Alice Bendix (13.11.1894 Landsberg / Warthe – 1943 KZ Auschwitz)

Biographies
Verfasst von Ilse Macek

Wohlfahrtspflegerin in Berlin und München, Leiterin des jüdischen Kinderheims Antonienstraße

Alice Bendix (1894-1943) | Stadtarchiv München

Alice Bendix war eines von vier Kindern des aus Baden-Baden stammenden Fabrikanten George Bendix und der Gertrud Kanter. Ihre Ausbildung zur Wohlfahrtspflegerin und Kindergärtnerin befähigte sie, bereits mit 28 Jahren die Leitung des westlich von Berlin gelegenen „Landjugendheims Finkenkrug“ im für das gesamte Hortwesen vorbildhaften Berliner Verein „Jugendheim“ zu übernehmen. Dort wurden auch sogenannte Kinderheimpflegerinnen ausgebildet. Alice Bendix arbeitete eng mit der Gründerin des Landjugendheims, Anna von Gierke, zusammen. Das „Landjugendheim Finkenkrug“ sollte in der Verfolgungszeit Zufluchtsort für bedrohte jüdische Kinder werden; mindestens 15 Kinder wurden dort versteckt und einige durch Vermittlung unter anderem der Nachfolgerin von Alice Bendix, Isa Gruner, ins Ausland gebracht.

Alice Bendix übernahm vorübergehend von September 1933 bis Februar 1934 und, nach einem einjährigen Aufenthalt in Berlin, fest ab Februar 1935 die Leitung des „Kinderheims der Israelitischen Jugendhilfe e.V.“ mit Krippe und Hort in der Schwabinger Antonienstraße 7, welches auch 40 Kindergartenkinder und Haushaltsschülerinnen betreute. Ab Herbst 1941 begannen die Deportationen der Münchner Jüdinnen*Juden, auch die von Heimkindern und deren Betreuerinnen. Trotz der drohenden Gefahr wies Alice Bendix aus Verantwortungsgefühl gegenüber den Kindern in ihrer Obhut die Möglichkeit, ihrem geflüchteten Bruder Paul in die Schweiz zu folgen, zurück. Nach der Auflösung des Antonienheims im April 1942 wurde sie mit 13 Kindern zunächst in das Barackenlager Milbertshofen, dann in das Internierungslager Berg am Laim eingewiesen. Das Antonienheim ging in den Besitz der NS-Organisation „Lebensborn“ über. Am 13.3.1943 wurde Alice Bendix gemeinsam mit der Betreuerin Hedwig Henriette Jacobi und den noch verbliebenen sieben Kindern nach Auschwitz deportiert. Dort verlud man die ganze Gruppe – nach der Zeugenaussage einer Münchner Auschwitz-Überlebenden – unmittelbar nach der Ankunft auf Lastwagen und brachte sie in die Gaskammer in Birkenau, wo sie getötet wurden.

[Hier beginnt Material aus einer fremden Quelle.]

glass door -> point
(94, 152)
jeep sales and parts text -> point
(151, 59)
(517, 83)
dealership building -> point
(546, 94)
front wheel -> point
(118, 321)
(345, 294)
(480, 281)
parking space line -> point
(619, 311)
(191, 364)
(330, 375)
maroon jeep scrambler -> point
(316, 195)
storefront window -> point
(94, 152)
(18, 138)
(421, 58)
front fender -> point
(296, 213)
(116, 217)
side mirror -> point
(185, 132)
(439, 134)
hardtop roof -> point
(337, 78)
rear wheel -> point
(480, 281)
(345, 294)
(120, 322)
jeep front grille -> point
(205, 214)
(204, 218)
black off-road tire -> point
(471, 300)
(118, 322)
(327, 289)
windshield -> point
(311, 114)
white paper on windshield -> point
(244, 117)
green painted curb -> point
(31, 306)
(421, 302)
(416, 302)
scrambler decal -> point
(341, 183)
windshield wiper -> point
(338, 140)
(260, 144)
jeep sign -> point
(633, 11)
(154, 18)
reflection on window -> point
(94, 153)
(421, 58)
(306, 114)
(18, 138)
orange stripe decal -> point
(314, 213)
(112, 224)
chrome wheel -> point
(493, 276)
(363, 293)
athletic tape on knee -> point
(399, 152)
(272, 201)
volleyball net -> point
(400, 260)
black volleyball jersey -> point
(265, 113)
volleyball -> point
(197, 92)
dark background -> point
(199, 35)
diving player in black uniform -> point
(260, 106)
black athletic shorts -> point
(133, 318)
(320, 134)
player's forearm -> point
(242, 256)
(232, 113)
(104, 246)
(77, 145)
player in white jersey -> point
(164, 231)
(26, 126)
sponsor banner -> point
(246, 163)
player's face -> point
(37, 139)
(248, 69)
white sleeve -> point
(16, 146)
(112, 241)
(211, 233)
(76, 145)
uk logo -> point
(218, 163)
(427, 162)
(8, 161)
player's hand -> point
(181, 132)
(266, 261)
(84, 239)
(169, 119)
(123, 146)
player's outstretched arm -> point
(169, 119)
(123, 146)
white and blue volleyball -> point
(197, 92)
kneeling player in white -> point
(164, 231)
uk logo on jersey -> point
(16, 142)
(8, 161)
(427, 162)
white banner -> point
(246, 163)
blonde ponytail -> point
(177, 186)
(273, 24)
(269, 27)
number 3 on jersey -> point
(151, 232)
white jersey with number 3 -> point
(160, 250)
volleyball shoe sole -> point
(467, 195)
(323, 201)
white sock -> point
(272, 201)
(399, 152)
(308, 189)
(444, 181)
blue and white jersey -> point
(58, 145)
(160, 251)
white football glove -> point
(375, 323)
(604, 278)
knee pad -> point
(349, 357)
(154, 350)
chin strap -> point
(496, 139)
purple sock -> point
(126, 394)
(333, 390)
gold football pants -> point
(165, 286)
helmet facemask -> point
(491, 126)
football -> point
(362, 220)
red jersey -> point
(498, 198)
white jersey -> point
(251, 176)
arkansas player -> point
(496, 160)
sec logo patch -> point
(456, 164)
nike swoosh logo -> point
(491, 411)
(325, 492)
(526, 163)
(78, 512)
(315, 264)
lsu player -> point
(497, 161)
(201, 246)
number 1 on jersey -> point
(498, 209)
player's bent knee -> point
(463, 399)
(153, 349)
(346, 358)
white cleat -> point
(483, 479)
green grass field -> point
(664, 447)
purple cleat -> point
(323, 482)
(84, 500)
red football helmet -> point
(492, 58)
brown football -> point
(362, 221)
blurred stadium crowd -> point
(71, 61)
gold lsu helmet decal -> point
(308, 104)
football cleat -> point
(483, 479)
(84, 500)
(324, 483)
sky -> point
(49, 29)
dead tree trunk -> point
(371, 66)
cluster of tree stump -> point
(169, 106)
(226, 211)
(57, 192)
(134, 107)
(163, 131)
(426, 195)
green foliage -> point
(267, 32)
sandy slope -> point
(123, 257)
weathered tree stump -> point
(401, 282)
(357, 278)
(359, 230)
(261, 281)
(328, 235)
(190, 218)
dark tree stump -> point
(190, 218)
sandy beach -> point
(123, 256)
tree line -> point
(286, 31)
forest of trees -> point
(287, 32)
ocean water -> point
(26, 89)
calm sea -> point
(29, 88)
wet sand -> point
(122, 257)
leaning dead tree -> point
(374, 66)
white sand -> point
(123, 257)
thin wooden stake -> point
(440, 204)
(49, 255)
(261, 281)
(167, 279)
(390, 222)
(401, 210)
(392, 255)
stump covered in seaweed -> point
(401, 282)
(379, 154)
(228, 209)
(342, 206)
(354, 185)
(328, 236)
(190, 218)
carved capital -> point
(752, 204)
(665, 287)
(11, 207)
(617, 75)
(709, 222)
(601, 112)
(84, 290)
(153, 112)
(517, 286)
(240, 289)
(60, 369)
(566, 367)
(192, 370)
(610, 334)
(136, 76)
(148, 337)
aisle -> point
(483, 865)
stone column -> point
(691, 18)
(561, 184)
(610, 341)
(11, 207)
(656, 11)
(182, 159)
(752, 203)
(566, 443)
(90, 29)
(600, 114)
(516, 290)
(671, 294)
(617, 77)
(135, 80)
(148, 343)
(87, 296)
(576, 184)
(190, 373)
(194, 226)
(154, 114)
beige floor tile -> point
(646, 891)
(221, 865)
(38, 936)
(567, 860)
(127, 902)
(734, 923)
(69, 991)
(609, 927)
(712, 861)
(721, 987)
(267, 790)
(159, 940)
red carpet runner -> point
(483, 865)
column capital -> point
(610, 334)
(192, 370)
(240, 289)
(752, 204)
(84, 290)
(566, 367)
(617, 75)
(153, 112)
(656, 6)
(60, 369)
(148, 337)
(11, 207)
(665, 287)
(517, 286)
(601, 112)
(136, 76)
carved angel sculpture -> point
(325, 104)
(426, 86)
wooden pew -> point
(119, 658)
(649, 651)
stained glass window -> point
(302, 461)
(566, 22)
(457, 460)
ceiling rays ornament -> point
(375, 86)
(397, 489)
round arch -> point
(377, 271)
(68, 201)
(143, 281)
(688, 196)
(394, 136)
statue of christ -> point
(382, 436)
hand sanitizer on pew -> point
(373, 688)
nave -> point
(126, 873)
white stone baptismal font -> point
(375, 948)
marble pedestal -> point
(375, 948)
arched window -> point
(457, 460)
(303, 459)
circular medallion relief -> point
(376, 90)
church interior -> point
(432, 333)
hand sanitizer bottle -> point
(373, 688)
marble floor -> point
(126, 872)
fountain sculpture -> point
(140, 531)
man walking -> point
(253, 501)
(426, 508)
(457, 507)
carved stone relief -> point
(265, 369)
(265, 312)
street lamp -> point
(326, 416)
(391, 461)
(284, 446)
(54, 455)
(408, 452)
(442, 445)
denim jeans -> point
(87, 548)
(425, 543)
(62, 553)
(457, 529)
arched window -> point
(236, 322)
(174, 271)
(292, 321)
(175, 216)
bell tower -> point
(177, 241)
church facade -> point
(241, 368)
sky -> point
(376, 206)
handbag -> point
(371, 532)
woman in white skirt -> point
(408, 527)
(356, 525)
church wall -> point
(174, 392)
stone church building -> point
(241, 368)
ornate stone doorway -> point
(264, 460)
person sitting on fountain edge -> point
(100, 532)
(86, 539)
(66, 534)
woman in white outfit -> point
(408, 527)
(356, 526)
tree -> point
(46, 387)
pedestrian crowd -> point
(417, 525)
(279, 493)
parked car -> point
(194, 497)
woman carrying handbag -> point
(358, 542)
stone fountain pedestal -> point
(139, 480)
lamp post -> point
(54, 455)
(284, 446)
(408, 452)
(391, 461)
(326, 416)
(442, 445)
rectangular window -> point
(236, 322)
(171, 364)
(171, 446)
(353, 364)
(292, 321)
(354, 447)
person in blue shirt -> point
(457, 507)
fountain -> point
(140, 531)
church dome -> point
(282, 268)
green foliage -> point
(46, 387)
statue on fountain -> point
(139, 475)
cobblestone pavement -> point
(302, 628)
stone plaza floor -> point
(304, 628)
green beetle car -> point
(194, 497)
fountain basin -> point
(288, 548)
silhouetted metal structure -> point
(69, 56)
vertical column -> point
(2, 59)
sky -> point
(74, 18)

Alice Bendix' verwitwete Schwester Edith Caspary wurde mit ihrem Sohn Heinz Joseph von Berlin aus ebenfalls nach Auschwitz deportiert und dort ermordet; ihr Bruder Ferdinand August konnte sich, ebenso wie ihr Bruder Paul, durch Flucht ins Ausland retten. Heute erinnert in der Antonienstraße eine Stele an die Kinder des Antonienheims; das gegenüberliegende Schulzentrum wurde 2004 in „Berufliches Schulzentrum Alice Bendix“ umbenannt.


Quellen

Stadtarchiv München, Datenbank zum biographischen Gedenkbuch der Münchner Juden 1933-1945.
Grube, Werner/Macek, Ilse: Das Kinderheim der Israelitischen Jugendhilfe e.V. in der Antonienstraße 7, in: Ilse Macek (Hg.): ausgegrenzt – entrechtet – deportiert. Schwabing und Schwabinger Schicksale 1933 bis 1945, München 2008, S. 87-104.